There are two varieties of persimmon: fuyu and hachiya. Fuyu persimmons can be sliced and eaten raw (the outside peel is edible). You can also enjoy them:
- Oven-dried
- Sliced and tossed into a salad
- Sliced and eaten as a snack with cheese or nut butter
- Grated and stirred into your favorite morning oatmeal or yogurt
- Grated and baked instead of or in addition to your favorite carrot or zucchini bread
- Sliced and roasted alongside other seasonal fall and winter vegetables (persimmons also pair well with roasted chicken and pork dishes).
Hachiya persimmons need to be soft and peeled in order to eat.

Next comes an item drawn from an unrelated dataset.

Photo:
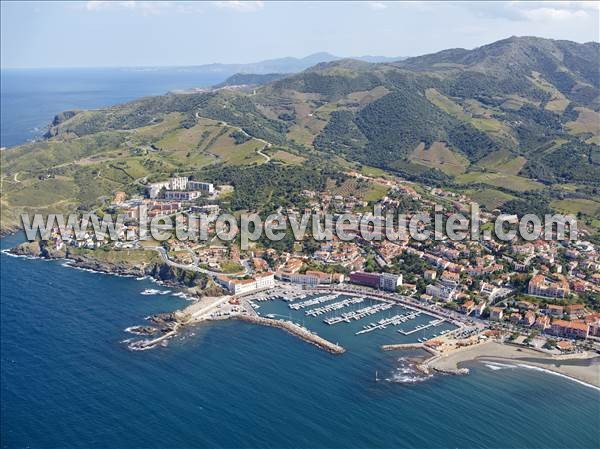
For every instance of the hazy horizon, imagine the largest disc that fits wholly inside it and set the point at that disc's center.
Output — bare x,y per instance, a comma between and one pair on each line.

Hachiya persimmon pulp can be used in baking and beverage recipes. Hachiya persimmons can also be peeled and dried whole using a Japanese technique that takes several weeks of hanging and delicately massaging the fruit. The final dried fruit product is known as hoshigaki.
Below are two recipes using fuyu persimmons to whet your appetite for this unique sweet fruit.


- 2 medium Fuyu persimmons
- 3-ounces fresh mozzarella
- 1 Tablespoon extra virgin olive oil
- 1 Tablespoon aged balsamic vinegar
- Sprinkle of flaky salt and a few grinds of black pepper
- Toasted bread and toasted nuts for serving
- Trim the stem from the persimmons. Using the mandoline slicer or a sharp knife, slice the persimmons into 1/4 inch thick disks.
- Slice the mozzarella into 1/4-1/2 inch thick circles.
- Delicately pile the persimmons and mozzarella onto a serving plate or platter. Drizzle the cheese with olive oil and aged balsamic vinegar. Sprinkle the salt and pepper over both the persimmons and the cheese.
- Serve with toasted bread and nuts.
- To further brighten up the colors, serve with pomegranate seeds, grapes, Castelvetrano olives, or fresh herbs.


- 1 stick (4 ounces) unsalted butter
- 1 Cup (not packed) dark or light brown sugar
- 1 3/4 Cup flour (all purpose, whole wheat pastry, or spelt flour all work)
- 1/2 teaspoon salt
- 1 teaspoon baking soda
- 2 Tablespoons ground ginger
- 1 teaspoon ground cinnamon
- 1/2 teaspoon ground cloves
- 1/4 teaspoon ground nutmeg
- 1 large egg
- 1 Cup plain yogurt
- 2 Tablespoons milk
- 2 medium fuyu persimmons, cut into 1/4-inch thick slices
- Preheat oven to 350F. Grease a 9-inch round or square pan with cooking spray or butter. For extra security, line the bottom of the pan with parchment paper (cut into a circle or square shape) and grease the parchment.
- In a small saucepan, melt together the butter and sugar over low heat, stirring until the mixture melts. Set aside to cool slightly.
- In a large mixing bowl, whisk the flour, salt, baking soda, ginger, cinnamon, cloves, and nutmeg together. Pour the butter mixture into the flour mixture and combine with a few strokes of a wooden spoon or rubber spatula (does not need to be completely mixed).
- In a small bowl, whisk together the egg, yogurt, and milk. Add the egg mixture into the batter and whisk to combine. Transfer the batter to the prepared pan.
- Lay the persimmon slices on top of the batter in a circular shape. Bake about 35 to 40 minutes, or until a toothpick comes out clean when inserted into the cake.
- Store, covered, at room temperature.
- Use whole wheat or spelt flour over all-purpose flour if you are looking to get more fiber in your diet.
- For extra persimmon flavor, you can grate an additional persimmon into the cake batter.
- For an omega-3 fatty acid boost, add 1/2 Cup chopped walnuts to the batter.